Example of nonexpansive mapping.

Question

I am trying to construct some examples of the nonexpansive mapping $T$ from $R^2$ to $R^2$ such that $T$ should have fixed points more than one. But I could not construct. Can somebody help me? Please.

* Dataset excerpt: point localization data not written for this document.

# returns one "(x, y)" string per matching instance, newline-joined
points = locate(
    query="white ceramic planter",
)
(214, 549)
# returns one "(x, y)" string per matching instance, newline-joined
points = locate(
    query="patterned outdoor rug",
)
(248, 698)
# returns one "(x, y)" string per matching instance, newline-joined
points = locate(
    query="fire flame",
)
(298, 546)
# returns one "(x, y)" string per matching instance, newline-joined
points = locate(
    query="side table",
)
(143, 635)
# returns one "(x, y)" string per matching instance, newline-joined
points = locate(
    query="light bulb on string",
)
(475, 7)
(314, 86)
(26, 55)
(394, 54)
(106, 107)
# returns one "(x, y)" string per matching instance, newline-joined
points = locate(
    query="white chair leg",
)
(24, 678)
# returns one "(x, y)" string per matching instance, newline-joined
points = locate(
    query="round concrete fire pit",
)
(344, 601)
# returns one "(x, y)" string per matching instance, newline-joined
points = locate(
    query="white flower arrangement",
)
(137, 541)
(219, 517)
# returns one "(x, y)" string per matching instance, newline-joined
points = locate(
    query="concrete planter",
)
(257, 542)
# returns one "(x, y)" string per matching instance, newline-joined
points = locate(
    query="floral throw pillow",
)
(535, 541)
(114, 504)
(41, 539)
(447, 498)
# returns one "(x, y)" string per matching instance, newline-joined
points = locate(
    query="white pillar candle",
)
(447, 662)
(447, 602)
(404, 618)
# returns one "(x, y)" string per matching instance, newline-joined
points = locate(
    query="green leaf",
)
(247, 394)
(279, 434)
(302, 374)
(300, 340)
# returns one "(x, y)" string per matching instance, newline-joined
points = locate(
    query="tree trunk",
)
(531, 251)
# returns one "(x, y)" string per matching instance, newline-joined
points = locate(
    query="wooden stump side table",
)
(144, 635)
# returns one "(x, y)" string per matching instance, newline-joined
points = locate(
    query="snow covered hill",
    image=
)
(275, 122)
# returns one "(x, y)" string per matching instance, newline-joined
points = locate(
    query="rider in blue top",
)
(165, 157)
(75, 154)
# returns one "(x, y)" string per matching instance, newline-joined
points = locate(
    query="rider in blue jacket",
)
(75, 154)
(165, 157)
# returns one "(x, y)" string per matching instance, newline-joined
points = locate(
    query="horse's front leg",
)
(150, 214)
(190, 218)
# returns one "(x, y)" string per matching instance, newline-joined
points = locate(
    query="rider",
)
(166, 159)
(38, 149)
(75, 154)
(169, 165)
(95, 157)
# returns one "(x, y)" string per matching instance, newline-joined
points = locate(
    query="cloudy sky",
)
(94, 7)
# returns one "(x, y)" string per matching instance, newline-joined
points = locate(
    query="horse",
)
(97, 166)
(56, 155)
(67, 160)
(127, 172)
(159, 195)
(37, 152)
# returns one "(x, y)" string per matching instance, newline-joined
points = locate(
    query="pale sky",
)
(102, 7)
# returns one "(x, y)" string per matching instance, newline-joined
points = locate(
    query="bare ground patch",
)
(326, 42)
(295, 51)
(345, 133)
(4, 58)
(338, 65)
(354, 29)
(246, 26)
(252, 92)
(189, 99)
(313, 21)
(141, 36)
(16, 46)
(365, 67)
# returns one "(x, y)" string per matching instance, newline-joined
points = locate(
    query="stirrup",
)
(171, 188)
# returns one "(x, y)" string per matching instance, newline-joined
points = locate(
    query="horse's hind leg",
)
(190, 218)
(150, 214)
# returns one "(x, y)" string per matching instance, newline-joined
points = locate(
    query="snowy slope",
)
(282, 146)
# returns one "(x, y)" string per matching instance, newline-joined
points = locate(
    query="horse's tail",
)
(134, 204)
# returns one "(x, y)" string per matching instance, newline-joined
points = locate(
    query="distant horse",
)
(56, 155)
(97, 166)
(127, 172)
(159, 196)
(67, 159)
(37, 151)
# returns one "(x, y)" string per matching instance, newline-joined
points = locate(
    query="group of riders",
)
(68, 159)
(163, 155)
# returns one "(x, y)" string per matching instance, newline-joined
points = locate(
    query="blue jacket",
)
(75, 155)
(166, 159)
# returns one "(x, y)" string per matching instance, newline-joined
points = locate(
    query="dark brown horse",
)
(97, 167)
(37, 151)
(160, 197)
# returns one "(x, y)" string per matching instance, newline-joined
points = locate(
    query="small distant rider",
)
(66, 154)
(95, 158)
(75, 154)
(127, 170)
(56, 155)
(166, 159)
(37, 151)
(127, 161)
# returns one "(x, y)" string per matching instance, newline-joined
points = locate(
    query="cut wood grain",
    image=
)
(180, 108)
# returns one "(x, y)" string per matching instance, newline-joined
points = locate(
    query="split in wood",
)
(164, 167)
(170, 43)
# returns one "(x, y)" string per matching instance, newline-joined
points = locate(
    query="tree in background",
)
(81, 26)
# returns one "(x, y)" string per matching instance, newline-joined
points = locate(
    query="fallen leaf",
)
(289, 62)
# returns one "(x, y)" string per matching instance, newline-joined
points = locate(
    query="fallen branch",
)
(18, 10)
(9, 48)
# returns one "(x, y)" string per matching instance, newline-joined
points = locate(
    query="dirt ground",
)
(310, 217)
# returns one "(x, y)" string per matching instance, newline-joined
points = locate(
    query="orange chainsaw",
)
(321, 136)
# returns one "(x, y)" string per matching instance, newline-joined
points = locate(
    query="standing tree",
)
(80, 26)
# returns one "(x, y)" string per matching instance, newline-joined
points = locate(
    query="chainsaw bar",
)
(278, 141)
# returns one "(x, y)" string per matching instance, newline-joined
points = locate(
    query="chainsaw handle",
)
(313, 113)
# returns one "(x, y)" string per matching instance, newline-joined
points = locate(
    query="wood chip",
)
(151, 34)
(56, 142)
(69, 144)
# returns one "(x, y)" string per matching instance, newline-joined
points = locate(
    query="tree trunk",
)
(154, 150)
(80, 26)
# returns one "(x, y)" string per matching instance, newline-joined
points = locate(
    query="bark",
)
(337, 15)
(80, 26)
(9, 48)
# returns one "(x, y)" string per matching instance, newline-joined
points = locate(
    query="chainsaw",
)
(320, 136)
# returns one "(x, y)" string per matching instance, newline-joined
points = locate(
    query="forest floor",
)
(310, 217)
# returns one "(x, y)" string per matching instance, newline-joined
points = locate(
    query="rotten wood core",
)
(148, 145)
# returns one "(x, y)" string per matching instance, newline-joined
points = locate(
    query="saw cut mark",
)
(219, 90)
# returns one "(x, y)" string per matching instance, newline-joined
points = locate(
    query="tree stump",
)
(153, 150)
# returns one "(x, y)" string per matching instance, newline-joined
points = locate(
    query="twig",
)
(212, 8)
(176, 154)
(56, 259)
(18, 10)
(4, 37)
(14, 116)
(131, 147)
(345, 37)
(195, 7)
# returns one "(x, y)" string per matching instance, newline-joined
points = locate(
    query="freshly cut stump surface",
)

A mapping $T:X \to Y$ is called nonexpansive if $||Tx-Ty|| \leq ||x-y||$ for all $x,y$ in $X$.

Answer 1

For instance, $f(x)=(\arctan x_1,\arctan x_2)$.

Answer 2

Any linear map

$T:\Bbb R^2 \to \Bbb R^2 \tag 1$

will be nonexpansive by this definition provided

$\Vert T \Vert \le 1, \tag 2$

since then

$\Vert Tx - Ty \Vert = \Vert T(x - y) \Vert \le \Vert T \Vert \Vert x - y \Vert = \Vert x - y \Vert. \tag 2$

Examples include the identity map $I$ as well as

$J = \begin{bmatrix} 0 & -1 \\ 1 & 0 \end{bmatrix}, \tag 2$

$O(\theta) = \begin{bmatrix} \cos \theta & -\sin \theta \\ \sin \theta & \cos \theta \end{bmatrix}; \tag 3$

there are many more.

Answer 3

Let $P(x)$ be a nonexpansive mapping from $R$ to $R$ with the fixed points set $A$. Then $T(x,y)=(P(x),P(y))$ is a nonexpansive mapping from $R^2$ to $R^2$ with the fixed points set $A \times A$.

Answer 4

If you only require $||Tx-Ty|| \le ||x-y||\quad \forall x,y \in X$, you can take T to be the identity map. Then every point in $X$ is a fixed pioint and $||Tx-Ty|| = ||x-y||\quad \forall x,y \in X$.